A little bit later, F.W. Altpeter created a “double bass ‘uke.” Even less is known about Altpeter than Knutsen, but we do know he was granted a patent in February of 1927 in Chicago, Illinois. This model features two strings on either side of the neck of the ‘ukulele, which makes it look symmetrical and beautiful. Even so, putting bass strings on either side of an ‘ukulele neck seems a little silly, and would make for some mental gymnastics when working out a musical piece. Perhaps this is why the design never caught on; only one is known to survive.
There are a few luthiers who make harp ‘ukuleles, however I’m sure you’ll find that most will only make one to order since there is such scarce demand. You can also expect a hefty price tag attached to your special creation. Here are a few I found from snooping around the Internet:
aNueNue Harp ‘Ukulele III – This modern version of the instrument has four bass strings and can be seen in this video being played by Sungha Jung. It has a full round tone and sounds as beautiful as it looks. It can be expensive and difficult to find; they do not appear to make these anymore, and the linked website claims there were only ever 12 in the United States.
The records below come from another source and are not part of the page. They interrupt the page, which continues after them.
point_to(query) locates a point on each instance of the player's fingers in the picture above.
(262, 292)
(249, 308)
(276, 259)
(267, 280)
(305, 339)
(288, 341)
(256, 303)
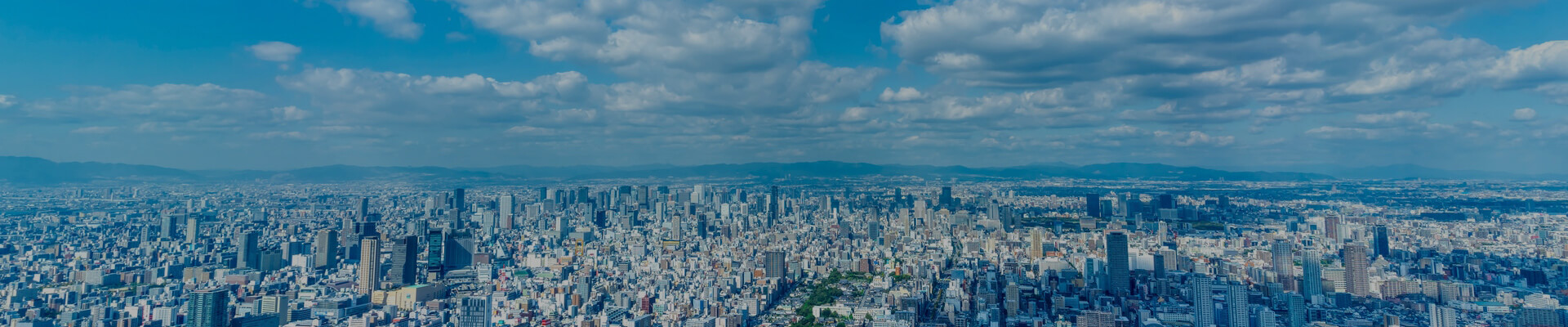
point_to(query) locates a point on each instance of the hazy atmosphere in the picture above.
(1223, 83)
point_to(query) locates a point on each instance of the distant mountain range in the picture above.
(35, 170)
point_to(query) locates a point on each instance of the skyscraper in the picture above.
(1201, 301)
(507, 204)
(1283, 263)
(773, 263)
(1092, 204)
(773, 204)
(946, 199)
(434, 252)
(1332, 228)
(1380, 241)
(325, 249)
(369, 265)
(207, 308)
(361, 209)
(248, 253)
(474, 311)
(405, 262)
(1097, 318)
(1355, 257)
(1312, 274)
(1297, 310)
(192, 228)
(1236, 304)
(1117, 263)
(167, 225)
(1441, 316)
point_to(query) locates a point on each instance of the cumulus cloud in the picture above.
(158, 109)
(1396, 119)
(1523, 114)
(95, 129)
(274, 51)
(901, 96)
(392, 18)
(1194, 139)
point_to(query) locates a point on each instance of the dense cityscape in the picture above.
(789, 252)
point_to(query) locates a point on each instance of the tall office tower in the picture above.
(192, 228)
(1037, 243)
(773, 263)
(274, 306)
(564, 225)
(1380, 241)
(702, 225)
(1332, 228)
(434, 253)
(207, 308)
(1283, 263)
(474, 311)
(773, 206)
(1097, 318)
(1013, 301)
(1441, 316)
(1297, 310)
(405, 262)
(325, 249)
(1159, 266)
(946, 200)
(167, 225)
(1117, 263)
(1355, 257)
(361, 209)
(507, 204)
(1201, 301)
(1312, 274)
(676, 228)
(1092, 204)
(369, 265)
(458, 250)
(1236, 304)
(248, 255)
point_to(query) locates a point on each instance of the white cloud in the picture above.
(392, 18)
(1192, 139)
(95, 129)
(1396, 119)
(1525, 114)
(645, 38)
(274, 51)
(1532, 65)
(901, 96)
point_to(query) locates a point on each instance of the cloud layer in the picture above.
(1201, 82)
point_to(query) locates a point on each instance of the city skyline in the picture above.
(487, 82)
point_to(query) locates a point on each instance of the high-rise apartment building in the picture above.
(1355, 257)
(1283, 253)
(369, 272)
(1201, 301)
(773, 263)
(325, 249)
(248, 253)
(1118, 279)
(405, 262)
(207, 308)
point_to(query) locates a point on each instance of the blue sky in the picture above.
(1237, 83)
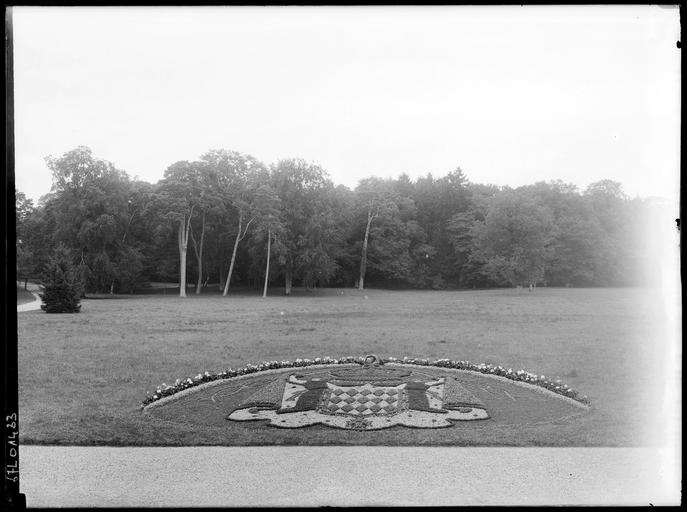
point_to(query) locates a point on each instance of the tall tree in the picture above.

Emerald Guitars Synergy ‘Uke – This sleek version of the harp ‘ukulele has four bass strings as well but is also electric with a pickup tucked in the sound hole on the top side of the instrument, underneath the bass strings. They build them to order, and the website says it takes about 5 months to construct one and get it to the buyer.
Duane Noble Harp ‘Ukulele – This is another harp ‘uke with four bass strings. Boasting rich tones and high-quality woods, this entrant to the list is finely crafted by Duane Noble, known for his harp guitars. Give him a call and see if he can make one for you! A custom instrument from a talented luthier is a treasure like no other. This page also informs us that the strings not only provide bass notes, but a natural reverb as well so you don’t have to play the strings to get a nice effect. This is caused by “sympathetic resonation,” meaning the bass strings vibrate in response to you playing the ‘uke strings. Here is an example of Corey Fujimoto demonstrating this. Take a listen; the audio is the dry signal with no reverb added to it, yet we still hear reverb! Amazing!
The harp ‘ukulele certainly is a novel and niche creation. Its history is also steeped in mystery. If you come across one at a flea market, be sure to snatch it up! These are rare and difficult to find.
1. “Knutsen.” Web.archive.org, 4 Feb. 2001, web.archive.org/web/20010204014200/noeenterprises.com/knutsen.html. Accessed 2 Feb. 2021.
2. “Chris Knutsen.” The Squareneck Journal, squareneckjournal.com/tag/chris-knutsen/. Accessed 2 Feb. 2021.
3. “Harp Ukuleles by Gregg Miner.” harpguitars.net, www.harpguitars.net/history/month_hg/month-hg-ukes.htm. Accessed 2 Feb. 2021.